Ницшеанство Ивана не носило в спектакле оттенка западного, иноземного. Оно вырастало из противоречий русской жизни.

Когда я думаю об образе, созданном Качаловым в спектакле, мне приходит в голову одна мысль, может быть, и спорная с точки зрения литературоведов, но мне она кажется важной, потому-то я и рискую ее высказать читателю. Иван в спектакле представлялся мне последним из могикан философствующих отрицателей русских, в роду у которых, — да простят мне историки литературы столь смелое сопоставление, — такие имена, как лермонтовский Печорин, как его же Арбенин, как Марк Волохов Гончарова. Но идея всеотрицания, порожденная во всех этих случаях пессимизмом общественного порядка, постепенно мельчает, мельчают и ее носители по мере того, как проигрывают они бой с жизнью; в Иване эта идея приходит к своему последнему тупику.

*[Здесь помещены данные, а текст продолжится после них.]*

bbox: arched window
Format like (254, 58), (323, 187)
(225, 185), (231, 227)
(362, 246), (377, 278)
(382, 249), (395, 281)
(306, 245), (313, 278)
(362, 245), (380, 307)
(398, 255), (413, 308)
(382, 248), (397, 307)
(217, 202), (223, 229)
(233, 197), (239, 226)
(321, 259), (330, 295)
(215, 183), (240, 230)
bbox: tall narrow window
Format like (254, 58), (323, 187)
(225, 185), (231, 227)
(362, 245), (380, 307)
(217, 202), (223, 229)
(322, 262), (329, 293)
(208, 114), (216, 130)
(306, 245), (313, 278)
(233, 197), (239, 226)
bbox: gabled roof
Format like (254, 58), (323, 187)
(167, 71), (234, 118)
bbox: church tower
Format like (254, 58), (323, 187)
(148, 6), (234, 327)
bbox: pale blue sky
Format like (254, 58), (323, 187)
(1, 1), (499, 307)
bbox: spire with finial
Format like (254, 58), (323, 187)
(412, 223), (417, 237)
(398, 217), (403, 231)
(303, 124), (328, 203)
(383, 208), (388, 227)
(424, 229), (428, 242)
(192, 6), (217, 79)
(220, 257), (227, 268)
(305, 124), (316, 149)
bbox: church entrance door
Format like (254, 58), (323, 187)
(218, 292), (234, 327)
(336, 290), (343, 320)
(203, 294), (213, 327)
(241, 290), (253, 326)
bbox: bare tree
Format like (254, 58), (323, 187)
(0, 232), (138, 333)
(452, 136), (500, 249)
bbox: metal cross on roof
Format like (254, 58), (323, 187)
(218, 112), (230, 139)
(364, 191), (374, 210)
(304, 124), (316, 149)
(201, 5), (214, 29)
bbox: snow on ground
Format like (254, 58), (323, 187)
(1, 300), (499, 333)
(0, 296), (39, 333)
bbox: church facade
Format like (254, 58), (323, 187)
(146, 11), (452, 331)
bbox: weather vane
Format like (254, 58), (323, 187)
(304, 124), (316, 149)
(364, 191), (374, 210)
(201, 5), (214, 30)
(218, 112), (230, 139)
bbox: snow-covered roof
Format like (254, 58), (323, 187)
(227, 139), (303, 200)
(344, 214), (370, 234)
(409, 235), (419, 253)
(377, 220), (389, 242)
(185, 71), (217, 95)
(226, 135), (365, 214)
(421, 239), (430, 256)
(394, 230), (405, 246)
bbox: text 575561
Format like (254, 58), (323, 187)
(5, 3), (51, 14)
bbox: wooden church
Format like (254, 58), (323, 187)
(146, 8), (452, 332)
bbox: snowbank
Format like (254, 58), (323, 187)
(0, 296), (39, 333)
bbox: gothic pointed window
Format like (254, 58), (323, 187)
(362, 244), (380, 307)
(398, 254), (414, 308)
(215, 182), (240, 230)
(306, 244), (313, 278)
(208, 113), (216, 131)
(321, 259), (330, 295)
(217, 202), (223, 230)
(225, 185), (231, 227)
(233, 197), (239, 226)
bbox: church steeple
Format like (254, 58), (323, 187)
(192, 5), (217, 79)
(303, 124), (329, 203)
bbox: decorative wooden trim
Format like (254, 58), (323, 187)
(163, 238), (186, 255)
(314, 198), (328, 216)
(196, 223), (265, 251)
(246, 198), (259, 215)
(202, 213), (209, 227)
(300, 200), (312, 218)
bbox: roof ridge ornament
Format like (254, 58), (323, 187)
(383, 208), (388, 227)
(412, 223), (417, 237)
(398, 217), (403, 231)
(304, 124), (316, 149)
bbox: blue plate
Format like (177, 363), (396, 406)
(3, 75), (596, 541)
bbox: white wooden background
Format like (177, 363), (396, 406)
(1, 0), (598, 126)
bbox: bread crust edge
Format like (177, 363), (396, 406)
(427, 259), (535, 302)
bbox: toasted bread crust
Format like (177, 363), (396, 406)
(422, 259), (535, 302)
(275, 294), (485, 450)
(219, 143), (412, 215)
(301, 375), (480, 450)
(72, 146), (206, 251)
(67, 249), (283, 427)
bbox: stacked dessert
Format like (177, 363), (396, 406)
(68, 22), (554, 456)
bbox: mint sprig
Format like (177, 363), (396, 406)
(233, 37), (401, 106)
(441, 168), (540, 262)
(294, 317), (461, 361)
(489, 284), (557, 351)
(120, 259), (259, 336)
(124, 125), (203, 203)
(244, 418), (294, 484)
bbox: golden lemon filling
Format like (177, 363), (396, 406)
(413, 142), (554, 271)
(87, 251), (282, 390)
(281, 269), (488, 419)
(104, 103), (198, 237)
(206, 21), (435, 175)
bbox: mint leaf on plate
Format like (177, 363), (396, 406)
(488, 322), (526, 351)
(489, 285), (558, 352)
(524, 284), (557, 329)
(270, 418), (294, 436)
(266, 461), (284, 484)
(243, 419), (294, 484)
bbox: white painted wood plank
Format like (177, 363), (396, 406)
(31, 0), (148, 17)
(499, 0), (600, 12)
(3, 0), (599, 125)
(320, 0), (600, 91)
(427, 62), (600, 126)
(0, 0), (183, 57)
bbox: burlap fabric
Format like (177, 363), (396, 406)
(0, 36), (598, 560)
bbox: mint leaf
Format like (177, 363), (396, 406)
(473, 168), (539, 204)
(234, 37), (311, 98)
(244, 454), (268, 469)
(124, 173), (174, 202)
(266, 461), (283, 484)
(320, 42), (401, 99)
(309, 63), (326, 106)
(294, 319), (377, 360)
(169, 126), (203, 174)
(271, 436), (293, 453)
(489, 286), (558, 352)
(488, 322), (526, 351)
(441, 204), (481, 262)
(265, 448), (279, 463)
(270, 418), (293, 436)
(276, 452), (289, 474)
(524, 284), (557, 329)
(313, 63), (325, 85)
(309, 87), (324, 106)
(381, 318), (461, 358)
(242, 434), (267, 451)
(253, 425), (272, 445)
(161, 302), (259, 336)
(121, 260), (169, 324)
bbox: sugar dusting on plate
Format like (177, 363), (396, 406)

И если в порывах Печорина, в его критике действительности, в его незаурядности духовной таилось начало общественно ценное, то на последующем этапе исторического развития образ этого философствующего отрицателя духовно вымирает. Мы видим — все, что удается создать Ивану Карамазову, оборачивается смердяковщиной, падает гневным приговором на его же собственную голову. Отцеубийство — вот цена его философских упражнений. Отцеубийство, а затем драма брата Мити, ставшего жертвой судебной ошибки, невольно принявшего на себя его, Ивана, вину. И то обстоятельство, что Качалов как бы вскрывал «корни» Ивана, сближая его с целой линией в русской литературе, усиливало социальную тему спектакля, снимало с образа мистический налет.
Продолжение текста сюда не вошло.